Closeouts are a double-edged sword; they offer attractive profit margins, as buying closeouts provides you with potential markup, but they are also extremely risky due to the various scams and unreliable middlemen you encounter. It’s crucial to tread the waters of buying closeouts very carefully. Here are three closeout scams that you need to know about in order to successfully navigate the realm of buying and selling closeout merchandise:
A closeout is a method retailers utilize to clear some shelf space and dispose of old, discontinued or slow-moving stock. The low wholesale prices, or closeout clearance sales, free up room for new stock and allow the purchasing party to make a profit with a markup. But things can get messy if a broker is involved.
Damaged Goods: This middleman also wants to benefit from the closeout deal. One closeout scam you need to be aware of is a scenario in which you get sold a trailer filled with damaged goods. This merchandise will be unsellable, and you will have lost your money. Closeout merchandise from a retail clothing outlet runs the risk of being imperfect or torn or stained from its time on the showroom floor, but a large percentage of it should still be wearable and sellable. The broker should not be selling you damaged goods.

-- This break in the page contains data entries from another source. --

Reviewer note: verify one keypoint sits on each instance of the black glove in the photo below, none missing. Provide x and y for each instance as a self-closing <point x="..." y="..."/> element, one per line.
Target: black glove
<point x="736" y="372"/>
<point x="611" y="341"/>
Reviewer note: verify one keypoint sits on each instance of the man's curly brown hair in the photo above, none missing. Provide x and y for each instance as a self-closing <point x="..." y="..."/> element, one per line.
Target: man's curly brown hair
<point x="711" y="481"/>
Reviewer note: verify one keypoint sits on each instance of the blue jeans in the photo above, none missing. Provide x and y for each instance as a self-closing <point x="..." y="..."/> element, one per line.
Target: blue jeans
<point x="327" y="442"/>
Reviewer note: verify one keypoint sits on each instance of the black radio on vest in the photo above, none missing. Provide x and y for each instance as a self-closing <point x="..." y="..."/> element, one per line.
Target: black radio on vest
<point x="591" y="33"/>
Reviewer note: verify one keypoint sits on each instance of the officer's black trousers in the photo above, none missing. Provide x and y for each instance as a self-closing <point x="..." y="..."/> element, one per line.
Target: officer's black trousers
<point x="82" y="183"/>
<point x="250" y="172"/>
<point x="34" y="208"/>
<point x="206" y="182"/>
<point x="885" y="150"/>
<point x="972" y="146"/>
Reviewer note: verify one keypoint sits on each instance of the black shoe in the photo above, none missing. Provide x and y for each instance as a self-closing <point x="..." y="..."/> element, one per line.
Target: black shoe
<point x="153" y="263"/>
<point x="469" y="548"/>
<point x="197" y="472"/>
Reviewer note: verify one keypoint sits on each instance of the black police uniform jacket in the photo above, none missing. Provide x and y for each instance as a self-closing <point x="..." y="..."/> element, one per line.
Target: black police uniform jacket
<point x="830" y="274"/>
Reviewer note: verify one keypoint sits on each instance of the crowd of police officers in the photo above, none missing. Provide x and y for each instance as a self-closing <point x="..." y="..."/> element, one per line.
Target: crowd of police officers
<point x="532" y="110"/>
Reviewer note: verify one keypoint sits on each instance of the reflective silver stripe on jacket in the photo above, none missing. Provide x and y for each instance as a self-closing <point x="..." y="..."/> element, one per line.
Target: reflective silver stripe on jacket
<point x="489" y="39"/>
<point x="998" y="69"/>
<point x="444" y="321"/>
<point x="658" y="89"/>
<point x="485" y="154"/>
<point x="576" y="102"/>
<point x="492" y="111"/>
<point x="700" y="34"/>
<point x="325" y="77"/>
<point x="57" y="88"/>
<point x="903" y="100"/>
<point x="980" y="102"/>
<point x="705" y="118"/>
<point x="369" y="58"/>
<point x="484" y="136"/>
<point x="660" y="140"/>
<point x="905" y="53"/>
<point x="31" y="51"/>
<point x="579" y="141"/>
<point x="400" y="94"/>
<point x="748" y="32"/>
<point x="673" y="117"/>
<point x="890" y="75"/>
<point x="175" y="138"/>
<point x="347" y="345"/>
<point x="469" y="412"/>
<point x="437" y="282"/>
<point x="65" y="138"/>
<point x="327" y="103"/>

Counterfeit Merchandise: Another closeout scam you need to avoid is purchasing counterfeit merchandise. If you are purchasing a specific brand of closeout merchandise, be it through a broker or on your own, it’s vital to ensure its authenticity.
Accessories Stuffing: Another closeout scam you must be aware of is accessory stuffing. This closeout scam occurs when you buy X items from a retailer in a closeout sale, and the retailer stuffs the trailer with smaller, cheaper items such as accessories, socks and bras. When this occurs, the profit potential of the closeout deal is diminished. For example, you would have been able to turn a much bigger profit if you had received a greater ratio of brand name jackets, pants and shirts (which you can sell at a decent price) than low-end bracelets, rings, undergarments and umbrellas.
You can avoid these closeout scams by working with a broker you trust or working directly with the retailer. Check with the Better Business Bureau before you begin a relationship with any broker or retailer. If possible, examine the merchandise before paying for it. And remember, if a deal seems too good to be true, it probably is.